The best clue to unraveling Bianca Scout's latest album is her brilliant - and bizarrely under-heard - 2020 EP Elemental Figures. While her previous records had fixated on that beguiling voice and her dark, dreamworld interpretations of pop, this short experiment, billed as a proposed ballet score, dissolved carved-up classical fragments and church music into gaseous, half-heard memories. 'The Heart of the Anchoress' picks up these diaristic excerpts and twists them into a dissociated long-form narrative characterized by blank-voiced vocal murmurs, spiraling lullabies and strained, painful rhythms. The album emerged from a recording session at Camberwell's St. Giles' Church, where Scout was able to record not just the historical building's famous pipe organ, but the chaotic south London ambiance that adds both texture and a faint, rattling percussion to each track.
In a cultural landscape trapped in a nostalgia loop, but it's refreshing to hear an artist make distinctly British music that's haunted without being hauntological. Scout avoids the most obvious references, opting to tarnish more distant pasts with a musical vocabulary that's as informed by contemporary pop as it is experimental forms. In her hands, Medieval church music is a color that compliments AutoTuned vocals, wobbly afterhours bass drones, and cultural references to a lifestyle that's rooted in the post-pan reality. 'The Heart of the Anchoress' is a folk album that feels philosophically lashed to the club, yet makes none of the usual broad strokes it takes to get our minds there.

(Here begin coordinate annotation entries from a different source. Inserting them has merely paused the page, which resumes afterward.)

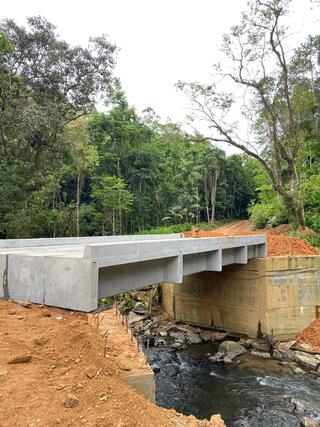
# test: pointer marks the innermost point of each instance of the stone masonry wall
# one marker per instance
(276, 296)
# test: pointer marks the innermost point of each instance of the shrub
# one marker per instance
(313, 220)
(268, 214)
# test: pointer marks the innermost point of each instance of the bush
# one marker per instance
(313, 220)
(268, 214)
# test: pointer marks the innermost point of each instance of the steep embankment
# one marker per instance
(67, 374)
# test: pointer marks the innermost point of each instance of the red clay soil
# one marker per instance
(311, 335)
(70, 376)
(277, 244)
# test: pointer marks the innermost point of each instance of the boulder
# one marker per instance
(299, 408)
(71, 401)
(218, 357)
(283, 351)
(206, 335)
(177, 345)
(139, 308)
(231, 349)
(134, 318)
(219, 336)
(306, 361)
(261, 354)
(309, 422)
(178, 336)
(260, 346)
(305, 347)
(122, 307)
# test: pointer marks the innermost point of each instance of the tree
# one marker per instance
(111, 195)
(44, 85)
(262, 68)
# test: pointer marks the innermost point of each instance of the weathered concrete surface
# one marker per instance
(73, 272)
(276, 296)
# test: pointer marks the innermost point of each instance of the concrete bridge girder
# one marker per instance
(74, 276)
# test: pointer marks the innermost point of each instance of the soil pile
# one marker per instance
(56, 370)
(277, 244)
(311, 335)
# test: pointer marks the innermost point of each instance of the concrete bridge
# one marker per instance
(74, 272)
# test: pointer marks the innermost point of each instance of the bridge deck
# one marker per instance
(74, 272)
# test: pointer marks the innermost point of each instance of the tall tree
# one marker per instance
(264, 70)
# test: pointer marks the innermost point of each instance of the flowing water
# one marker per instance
(257, 393)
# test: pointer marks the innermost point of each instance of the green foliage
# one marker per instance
(180, 228)
(268, 214)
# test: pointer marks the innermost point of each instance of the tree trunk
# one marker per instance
(78, 203)
(213, 195)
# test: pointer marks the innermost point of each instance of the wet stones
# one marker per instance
(139, 308)
(261, 354)
(306, 360)
(193, 338)
(309, 422)
(231, 349)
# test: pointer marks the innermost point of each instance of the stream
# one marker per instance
(253, 393)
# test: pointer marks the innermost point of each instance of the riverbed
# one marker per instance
(250, 393)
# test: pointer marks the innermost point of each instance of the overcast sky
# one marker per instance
(160, 41)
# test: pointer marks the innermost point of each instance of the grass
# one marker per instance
(180, 228)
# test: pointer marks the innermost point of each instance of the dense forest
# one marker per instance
(67, 169)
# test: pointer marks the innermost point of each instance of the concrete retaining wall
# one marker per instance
(276, 296)
(62, 282)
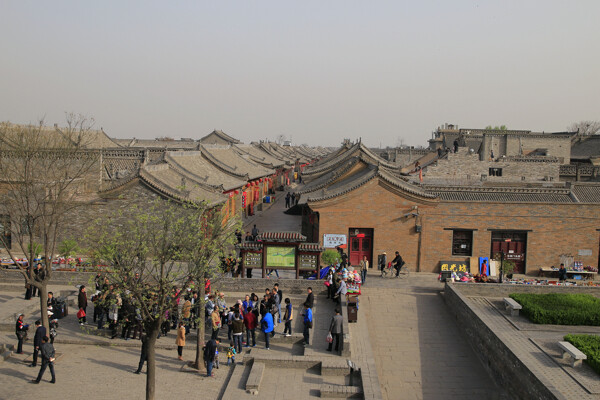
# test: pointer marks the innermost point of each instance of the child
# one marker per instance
(288, 315)
(217, 357)
(231, 354)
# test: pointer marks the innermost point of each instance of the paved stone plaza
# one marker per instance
(406, 343)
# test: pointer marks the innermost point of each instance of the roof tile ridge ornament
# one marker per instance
(182, 196)
(331, 163)
(119, 183)
(220, 165)
(407, 186)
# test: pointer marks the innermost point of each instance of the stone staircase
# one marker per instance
(6, 351)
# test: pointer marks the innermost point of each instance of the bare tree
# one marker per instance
(42, 175)
(207, 238)
(585, 127)
(167, 245)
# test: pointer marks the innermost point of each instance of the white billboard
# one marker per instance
(331, 241)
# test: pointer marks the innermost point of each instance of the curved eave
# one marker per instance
(218, 164)
(401, 188)
(155, 184)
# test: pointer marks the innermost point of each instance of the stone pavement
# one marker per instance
(273, 218)
(94, 372)
(417, 348)
(535, 348)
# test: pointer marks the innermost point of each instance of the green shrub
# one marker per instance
(330, 257)
(590, 346)
(560, 308)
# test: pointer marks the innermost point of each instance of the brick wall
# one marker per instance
(554, 228)
(497, 357)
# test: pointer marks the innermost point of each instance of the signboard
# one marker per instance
(331, 241)
(279, 256)
(253, 260)
(456, 266)
(308, 261)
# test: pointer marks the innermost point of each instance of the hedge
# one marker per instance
(590, 346)
(560, 308)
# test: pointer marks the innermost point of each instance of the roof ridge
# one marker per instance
(190, 175)
(221, 165)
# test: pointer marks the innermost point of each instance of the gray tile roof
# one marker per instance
(166, 180)
(587, 193)
(585, 147)
(156, 143)
(193, 165)
(502, 194)
(226, 158)
(357, 149)
(363, 176)
(221, 135)
(258, 155)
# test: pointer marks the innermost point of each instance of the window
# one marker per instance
(495, 172)
(462, 243)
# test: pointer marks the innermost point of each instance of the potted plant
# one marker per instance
(507, 268)
(330, 257)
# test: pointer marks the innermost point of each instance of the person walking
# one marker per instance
(48, 353)
(250, 325)
(288, 316)
(82, 304)
(335, 330)
(21, 331)
(215, 323)
(364, 267)
(40, 332)
(398, 262)
(144, 353)
(238, 331)
(307, 314)
(267, 327)
(180, 341)
(210, 351)
(310, 298)
(383, 264)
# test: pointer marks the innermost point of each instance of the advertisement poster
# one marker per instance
(281, 256)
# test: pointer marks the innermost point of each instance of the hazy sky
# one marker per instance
(318, 71)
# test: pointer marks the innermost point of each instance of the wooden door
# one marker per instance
(359, 247)
(513, 245)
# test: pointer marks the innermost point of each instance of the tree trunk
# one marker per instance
(43, 289)
(199, 363)
(151, 369)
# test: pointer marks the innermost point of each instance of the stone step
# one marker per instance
(340, 391)
(255, 378)
(6, 351)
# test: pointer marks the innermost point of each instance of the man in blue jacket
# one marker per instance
(40, 332)
(267, 327)
(307, 323)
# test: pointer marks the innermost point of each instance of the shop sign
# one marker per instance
(456, 266)
(332, 241)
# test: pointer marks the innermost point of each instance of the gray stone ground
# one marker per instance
(404, 341)
(417, 347)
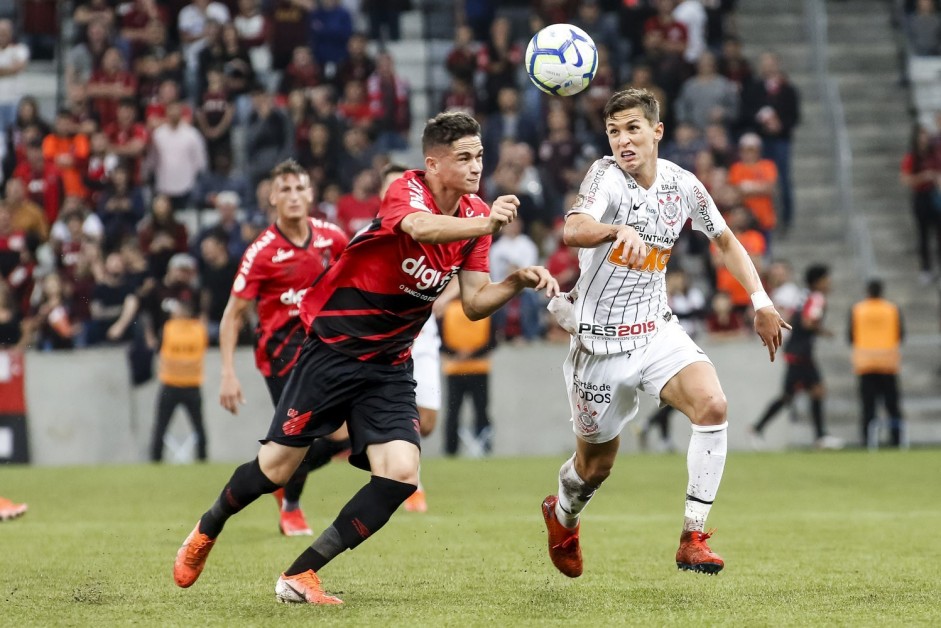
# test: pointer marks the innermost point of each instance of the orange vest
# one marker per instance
(876, 337)
(460, 334)
(182, 352)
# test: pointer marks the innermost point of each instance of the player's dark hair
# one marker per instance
(815, 273)
(286, 167)
(631, 98)
(446, 128)
(392, 168)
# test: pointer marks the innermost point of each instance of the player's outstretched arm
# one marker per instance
(482, 297)
(768, 323)
(429, 228)
(230, 389)
(583, 231)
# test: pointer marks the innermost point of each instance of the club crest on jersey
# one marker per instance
(669, 207)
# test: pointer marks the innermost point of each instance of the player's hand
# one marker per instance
(768, 325)
(633, 249)
(537, 278)
(503, 212)
(230, 394)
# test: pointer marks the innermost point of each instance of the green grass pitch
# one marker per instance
(844, 538)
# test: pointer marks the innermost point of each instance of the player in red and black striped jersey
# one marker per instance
(802, 372)
(276, 271)
(364, 313)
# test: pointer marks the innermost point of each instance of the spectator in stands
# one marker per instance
(26, 216)
(253, 28)
(500, 58)
(121, 206)
(462, 59)
(707, 97)
(179, 157)
(771, 107)
(182, 354)
(68, 150)
(302, 73)
(42, 180)
(358, 65)
(510, 252)
(215, 116)
(508, 124)
(229, 226)
(110, 84)
(114, 304)
(269, 138)
(358, 208)
(920, 173)
(924, 29)
(331, 26)
(14, 58)
(217, 273)
(389, 101)
(756, 180)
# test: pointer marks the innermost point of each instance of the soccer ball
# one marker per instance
(561, 59)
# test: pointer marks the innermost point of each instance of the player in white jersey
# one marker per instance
(625, 220)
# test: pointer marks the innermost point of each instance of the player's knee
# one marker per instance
(712, 410)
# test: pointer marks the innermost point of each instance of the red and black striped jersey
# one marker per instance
(374, 300)
(277, 273)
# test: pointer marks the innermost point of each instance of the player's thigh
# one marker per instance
(695, 391)
(602, 391)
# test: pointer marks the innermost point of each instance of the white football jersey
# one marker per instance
(617, 308)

On opener 'Empty Space', detuned plucks, organ wails and pedal bumps pierce the room's palpable shape, giving way to rotating foley rhythms that sound like an inverse 4/4. Is there a kick drum? Or is it a cable being pulled from an amplifier? Loose beats collide with each other like derailed trains, and Scout's choral vocals swirl into intense sheet noise. 'Vanguard' extends these ideas further, looping wooden clatters as a foundation for wavering organ drones and Scout's unforgettable vocal turn, that puts her somewhere between Empress's Nicola Hodgkinson and Eartheater, flitting from dry British nonchalance to hyperdream poptimism seamlessly.
But it's her more low-key moments that stand out for us: 'Chorus' and 'Lamina' shuttle Scout's vocals into the background, submerging them in reverb and echo. The latter dispenses with them almost entirely, foregrounding nauseous organ oozes that build into a fervent crescendo. Elsewhere, Scout embodies the folk whispers that run throughout the album on 'Phantom Limb', wailing an uncannily beautiful song that materializes like mists on a bronze age burial mound. And while so many contemporary artists are more than happy to look into the past simply for decoration, Scout sounds as if she's channeling spirits that control her, contort her, and traumatize her. 'The Heart of the Anchoress' is melancholy and euphoric, angry and ecstatic - its an album that fits the mood of the here and now, as we wonder whether to lose ourselves in digital confusion or escape into a past that's deep, dark, and druidic.